Critically Endangered plant seen at Malling Down after not being recorded for 30 years!
Posted by Graeme Lyons , Monday, 7 August 2017 16:48
During a routine grazing assessment of Malling Down today, I decided to have a quick look for the mythical Red Hemp-nettle that has not been seen there for well over a decade (word of moth from a previous site manager) and it would seem not recorded there since 1987 according to the SxBRC and the reserve spreadsheet. I've looked for it four or five times to no avail. Then today I walked up to an area I thought looked suitable and recorded 17 plants! It really goes to show that persistence is key in natural history. It would have been really easy to give up but I had a hunch this species was still there, ticking along for all these years. Perhaps it's having a good year or in previous years I was maybe too early.
I've only ever seen this plant at Rye Harbour, it's stronghold in the county along with Pevensey Bay and Pagham. What's all the fuss about though? Well this plant is classed as Critically Endangered on the Red List, basically the highest level of assessment you can get before going extinct. So it's great that this little plant with big flowers has been re-found at Malling Down after all these years, as it's now only known from a few dozen sites according to Plantlife. You can read up on it here. At Malling, the 'natural' (it's an old quarry) creation of chalk scree formed by erosion in the quarry is all that is needed to keep this habitat open, although long-term it will probably need some scrub clearance. Being an annual, it must have been here all along as I don't think it's been lurking in the seed bank.
It's a poor competitor, and likes bare, loose chalky or sandy soil. At Rye Harbour it grows on the vegetated shingle, at Malling, it's at the bottom of a huge quarry, right where I always thought it would be! Why I have not seen it before, I don't know but I suspect I have been looking too early. Here is a shot of the habitat.
We GPS'd 17 plants in all, 13 in one cluster, then three and then a singleton, all quite close together. As the 1987 area was given only as a six figure grid reference, we now have more detailed records to eight figures of where the plants are growing. Suitable looking habitat further up the slope held no more plants. There is another area in the quarry that would take a bit of getting to that might be worth a look though. Brilliant news!
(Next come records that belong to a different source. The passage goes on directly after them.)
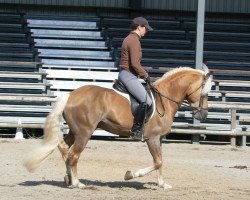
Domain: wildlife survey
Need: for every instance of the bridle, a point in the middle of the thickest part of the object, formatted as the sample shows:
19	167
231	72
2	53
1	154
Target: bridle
196	110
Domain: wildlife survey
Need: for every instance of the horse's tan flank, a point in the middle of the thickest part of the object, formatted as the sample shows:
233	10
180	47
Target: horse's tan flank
90	107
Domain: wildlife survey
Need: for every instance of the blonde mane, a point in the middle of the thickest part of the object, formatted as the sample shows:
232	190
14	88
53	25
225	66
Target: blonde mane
168	74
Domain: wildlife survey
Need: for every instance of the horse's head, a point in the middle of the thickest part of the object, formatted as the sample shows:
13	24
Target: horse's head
197	94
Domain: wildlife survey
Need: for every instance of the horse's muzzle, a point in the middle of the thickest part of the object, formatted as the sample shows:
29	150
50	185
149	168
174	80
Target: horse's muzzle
200	115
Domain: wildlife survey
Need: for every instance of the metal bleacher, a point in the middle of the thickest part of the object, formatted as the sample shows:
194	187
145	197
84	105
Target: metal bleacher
172	44
24	92
73	53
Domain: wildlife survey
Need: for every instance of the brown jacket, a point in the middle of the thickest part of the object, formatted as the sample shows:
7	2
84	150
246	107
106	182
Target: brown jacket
131	55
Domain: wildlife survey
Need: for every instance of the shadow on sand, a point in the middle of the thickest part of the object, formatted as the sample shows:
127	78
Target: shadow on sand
93	185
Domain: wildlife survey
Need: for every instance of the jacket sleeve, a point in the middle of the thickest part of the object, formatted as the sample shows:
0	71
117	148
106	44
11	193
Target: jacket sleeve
135	56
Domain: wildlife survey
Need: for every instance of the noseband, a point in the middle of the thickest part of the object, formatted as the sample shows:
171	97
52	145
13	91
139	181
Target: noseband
196	110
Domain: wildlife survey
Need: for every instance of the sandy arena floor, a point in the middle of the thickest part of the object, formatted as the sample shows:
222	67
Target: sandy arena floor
195	172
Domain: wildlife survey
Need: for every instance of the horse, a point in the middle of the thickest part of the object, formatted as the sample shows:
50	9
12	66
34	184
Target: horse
90	107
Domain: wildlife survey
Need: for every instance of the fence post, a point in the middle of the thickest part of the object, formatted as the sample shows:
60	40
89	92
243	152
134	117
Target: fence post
233	125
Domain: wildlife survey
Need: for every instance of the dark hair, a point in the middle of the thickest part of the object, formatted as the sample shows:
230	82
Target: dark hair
133	26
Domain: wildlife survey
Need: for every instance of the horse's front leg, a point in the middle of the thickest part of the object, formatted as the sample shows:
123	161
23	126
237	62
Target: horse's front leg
154	146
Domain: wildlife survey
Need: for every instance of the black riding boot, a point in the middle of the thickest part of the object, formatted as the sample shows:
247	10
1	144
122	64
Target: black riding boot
137	129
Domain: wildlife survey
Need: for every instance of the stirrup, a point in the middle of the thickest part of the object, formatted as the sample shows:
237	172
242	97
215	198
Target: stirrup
138	138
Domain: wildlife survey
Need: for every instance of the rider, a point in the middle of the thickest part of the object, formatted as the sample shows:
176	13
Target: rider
131	69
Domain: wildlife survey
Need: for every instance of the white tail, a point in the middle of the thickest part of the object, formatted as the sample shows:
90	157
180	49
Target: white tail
52	131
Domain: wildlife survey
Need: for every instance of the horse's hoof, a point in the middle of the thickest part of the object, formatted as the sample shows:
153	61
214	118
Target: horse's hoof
167	187
78	185
67	180
129	175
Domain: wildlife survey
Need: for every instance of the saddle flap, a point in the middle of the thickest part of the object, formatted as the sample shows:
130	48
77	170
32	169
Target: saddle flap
118	85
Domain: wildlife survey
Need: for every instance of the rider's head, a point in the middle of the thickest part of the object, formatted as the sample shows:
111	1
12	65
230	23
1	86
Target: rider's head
140	26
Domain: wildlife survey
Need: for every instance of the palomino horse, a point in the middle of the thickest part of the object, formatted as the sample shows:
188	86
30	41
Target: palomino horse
90	107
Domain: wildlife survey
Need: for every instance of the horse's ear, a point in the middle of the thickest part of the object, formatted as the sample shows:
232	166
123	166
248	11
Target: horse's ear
205	68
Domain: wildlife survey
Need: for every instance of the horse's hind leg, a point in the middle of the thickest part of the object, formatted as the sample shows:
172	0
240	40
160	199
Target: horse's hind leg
80	142
64	146
154	146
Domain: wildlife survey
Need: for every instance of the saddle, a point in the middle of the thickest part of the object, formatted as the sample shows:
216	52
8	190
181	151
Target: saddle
118	85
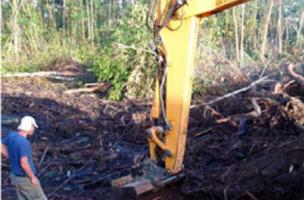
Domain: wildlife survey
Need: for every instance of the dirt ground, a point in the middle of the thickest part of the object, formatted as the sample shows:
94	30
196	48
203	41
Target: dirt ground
234	151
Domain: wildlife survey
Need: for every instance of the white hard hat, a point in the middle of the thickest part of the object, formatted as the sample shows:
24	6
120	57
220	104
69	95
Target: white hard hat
26	123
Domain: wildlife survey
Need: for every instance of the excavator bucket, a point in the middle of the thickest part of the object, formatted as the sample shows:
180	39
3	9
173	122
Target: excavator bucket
144	177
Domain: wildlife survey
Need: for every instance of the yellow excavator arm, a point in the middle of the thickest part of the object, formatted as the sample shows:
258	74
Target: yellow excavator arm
176	31
176	26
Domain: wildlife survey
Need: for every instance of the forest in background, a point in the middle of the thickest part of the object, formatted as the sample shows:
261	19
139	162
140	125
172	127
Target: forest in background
111	38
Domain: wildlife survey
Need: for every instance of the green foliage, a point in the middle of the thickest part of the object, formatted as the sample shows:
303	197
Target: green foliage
124	53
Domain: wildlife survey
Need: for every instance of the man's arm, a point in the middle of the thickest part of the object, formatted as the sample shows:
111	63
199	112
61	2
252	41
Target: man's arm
28	170
4	151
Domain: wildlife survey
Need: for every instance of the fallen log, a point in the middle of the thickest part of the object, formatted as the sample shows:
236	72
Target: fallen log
231	94
291	71
51	74
95	89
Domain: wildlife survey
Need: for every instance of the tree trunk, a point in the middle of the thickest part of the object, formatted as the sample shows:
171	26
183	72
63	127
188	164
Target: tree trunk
242	37
280	28
236	35
265	30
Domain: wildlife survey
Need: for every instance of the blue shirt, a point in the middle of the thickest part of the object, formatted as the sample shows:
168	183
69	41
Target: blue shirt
18	147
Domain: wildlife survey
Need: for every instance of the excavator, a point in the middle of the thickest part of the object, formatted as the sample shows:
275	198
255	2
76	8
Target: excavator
176	25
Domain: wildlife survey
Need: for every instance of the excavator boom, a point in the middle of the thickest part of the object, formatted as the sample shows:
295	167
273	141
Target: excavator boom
176	26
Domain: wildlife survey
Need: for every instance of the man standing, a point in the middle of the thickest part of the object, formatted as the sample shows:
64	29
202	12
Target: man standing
18	150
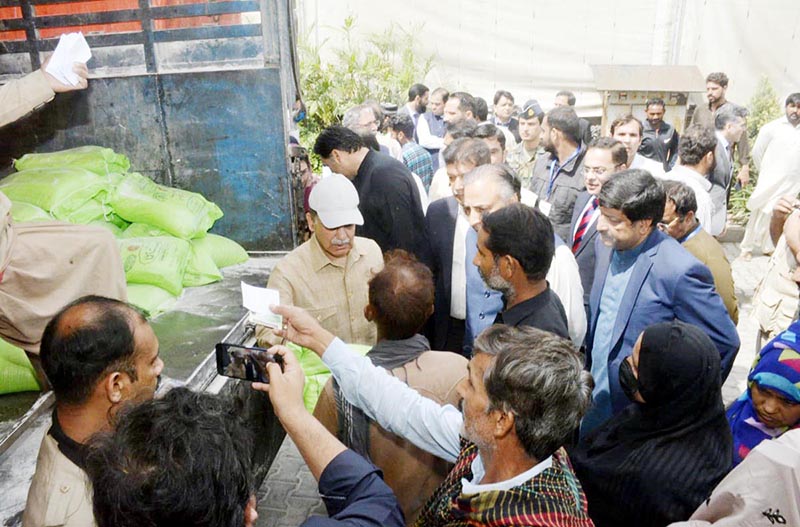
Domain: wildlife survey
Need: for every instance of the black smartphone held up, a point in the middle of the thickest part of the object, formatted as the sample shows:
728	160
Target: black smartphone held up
241	362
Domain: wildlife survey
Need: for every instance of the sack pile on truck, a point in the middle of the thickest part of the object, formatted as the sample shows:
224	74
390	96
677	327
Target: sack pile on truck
162	232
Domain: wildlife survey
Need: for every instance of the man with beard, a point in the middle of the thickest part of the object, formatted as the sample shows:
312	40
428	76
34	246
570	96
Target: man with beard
459	106
566	98
387	193
697	150
730	122
416	105
365	120
777	157
431	127
328	274
658	130
98	354
503	115
628	131
558	175
517	267
646	278
716	87
447	230
488	189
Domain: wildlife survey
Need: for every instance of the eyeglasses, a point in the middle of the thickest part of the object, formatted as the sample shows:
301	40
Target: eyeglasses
664	227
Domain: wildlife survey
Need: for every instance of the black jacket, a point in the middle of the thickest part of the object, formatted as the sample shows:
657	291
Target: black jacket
390	204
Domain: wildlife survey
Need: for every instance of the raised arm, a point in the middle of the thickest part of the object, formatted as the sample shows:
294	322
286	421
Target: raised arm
384	398
352	488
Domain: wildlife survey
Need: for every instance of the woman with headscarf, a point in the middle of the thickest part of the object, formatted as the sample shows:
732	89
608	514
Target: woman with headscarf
657	460
770	405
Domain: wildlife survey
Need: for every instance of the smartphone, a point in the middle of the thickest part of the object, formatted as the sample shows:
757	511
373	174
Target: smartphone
242	362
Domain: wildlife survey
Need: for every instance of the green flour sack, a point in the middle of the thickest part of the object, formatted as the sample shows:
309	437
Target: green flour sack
222	250
151	299
181	213
16	372
160	261
60	191
22	212
101	161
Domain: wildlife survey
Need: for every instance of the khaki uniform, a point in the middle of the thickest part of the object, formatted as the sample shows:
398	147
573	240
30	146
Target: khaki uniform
775	299
60	492
334	293
708	250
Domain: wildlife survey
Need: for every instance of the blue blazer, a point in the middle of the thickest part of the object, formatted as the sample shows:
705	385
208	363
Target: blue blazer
667	283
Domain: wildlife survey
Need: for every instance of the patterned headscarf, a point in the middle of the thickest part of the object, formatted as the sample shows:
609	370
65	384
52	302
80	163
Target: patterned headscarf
777	368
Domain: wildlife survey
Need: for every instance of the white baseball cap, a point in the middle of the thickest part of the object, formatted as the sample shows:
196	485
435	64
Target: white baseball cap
335	200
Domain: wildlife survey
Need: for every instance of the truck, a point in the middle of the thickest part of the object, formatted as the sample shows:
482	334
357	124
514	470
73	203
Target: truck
197	93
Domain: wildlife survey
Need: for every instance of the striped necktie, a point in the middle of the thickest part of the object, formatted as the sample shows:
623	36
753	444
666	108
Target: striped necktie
583	225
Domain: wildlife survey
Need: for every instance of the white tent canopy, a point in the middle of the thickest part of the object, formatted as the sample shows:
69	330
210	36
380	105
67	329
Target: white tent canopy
535	48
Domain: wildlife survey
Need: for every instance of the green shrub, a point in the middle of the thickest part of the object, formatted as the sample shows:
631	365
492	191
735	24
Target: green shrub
381	66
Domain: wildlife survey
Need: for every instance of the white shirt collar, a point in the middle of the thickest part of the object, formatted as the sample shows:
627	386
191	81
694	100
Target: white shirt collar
478	472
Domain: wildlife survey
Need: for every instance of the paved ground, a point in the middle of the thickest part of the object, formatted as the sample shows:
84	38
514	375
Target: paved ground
288	495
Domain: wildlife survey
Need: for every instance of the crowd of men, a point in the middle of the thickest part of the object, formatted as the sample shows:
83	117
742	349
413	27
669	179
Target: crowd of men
514	278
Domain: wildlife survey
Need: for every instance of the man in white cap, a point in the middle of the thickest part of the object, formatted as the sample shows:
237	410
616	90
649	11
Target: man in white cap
328	274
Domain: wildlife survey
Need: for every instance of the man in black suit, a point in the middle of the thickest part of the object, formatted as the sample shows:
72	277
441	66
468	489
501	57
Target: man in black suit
388	197
730	123
605	157
446	228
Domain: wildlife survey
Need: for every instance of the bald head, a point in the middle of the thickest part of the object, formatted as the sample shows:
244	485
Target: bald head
86	339
401	296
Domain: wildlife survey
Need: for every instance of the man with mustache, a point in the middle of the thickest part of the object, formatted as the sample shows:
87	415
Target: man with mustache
98	354
328	274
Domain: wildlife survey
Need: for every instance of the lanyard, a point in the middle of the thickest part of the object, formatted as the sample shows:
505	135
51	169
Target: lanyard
555	169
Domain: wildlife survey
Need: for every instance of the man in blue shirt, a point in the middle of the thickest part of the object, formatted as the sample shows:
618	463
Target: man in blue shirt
647	278
186	459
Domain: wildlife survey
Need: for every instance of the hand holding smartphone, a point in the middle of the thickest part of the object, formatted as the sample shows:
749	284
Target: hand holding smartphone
246	363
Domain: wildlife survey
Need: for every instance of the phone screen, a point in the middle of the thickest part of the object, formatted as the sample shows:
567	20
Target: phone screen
241	362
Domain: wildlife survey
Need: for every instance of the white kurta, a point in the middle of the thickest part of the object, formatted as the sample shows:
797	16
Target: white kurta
776	155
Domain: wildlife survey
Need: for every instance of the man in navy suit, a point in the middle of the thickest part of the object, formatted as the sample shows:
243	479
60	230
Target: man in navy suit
604	158
647	278
446	227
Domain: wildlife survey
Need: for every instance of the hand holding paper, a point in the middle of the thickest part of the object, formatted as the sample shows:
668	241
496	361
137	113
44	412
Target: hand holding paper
66	68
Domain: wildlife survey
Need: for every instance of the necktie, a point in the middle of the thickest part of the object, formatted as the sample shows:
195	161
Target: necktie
583	225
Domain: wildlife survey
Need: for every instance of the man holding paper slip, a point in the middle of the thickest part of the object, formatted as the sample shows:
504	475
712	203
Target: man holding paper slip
64	71
328	274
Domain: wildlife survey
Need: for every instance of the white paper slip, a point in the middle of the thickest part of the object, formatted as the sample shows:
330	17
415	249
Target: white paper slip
257	300
71	48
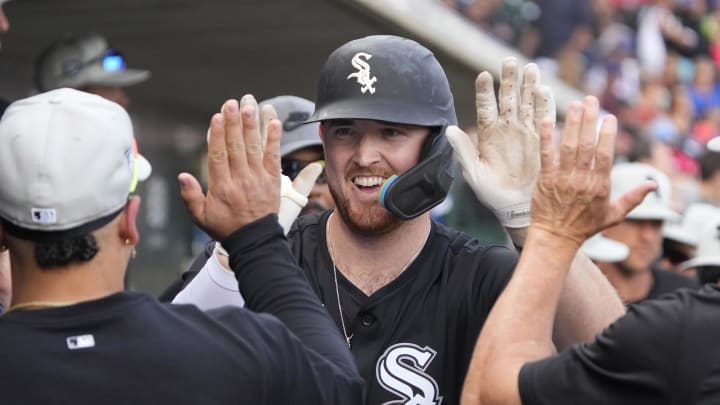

Other plants new to the reserve today included two Hairy Buttercups growing in the bottom of a damp dew pond and some Pellitory-of-the-wall at the top of the quarry. Walking around the quarry we saw several Galium Carpets. A bit like a Common Carpet but more black and white and with a slightly concave leading edge to the fore-wing.
Excellent find Graeme. I feel a connection to this species, via Dungeness and just three miles from home on Langley Vale Farm. My first was at Rye Harbour. Never tire of it.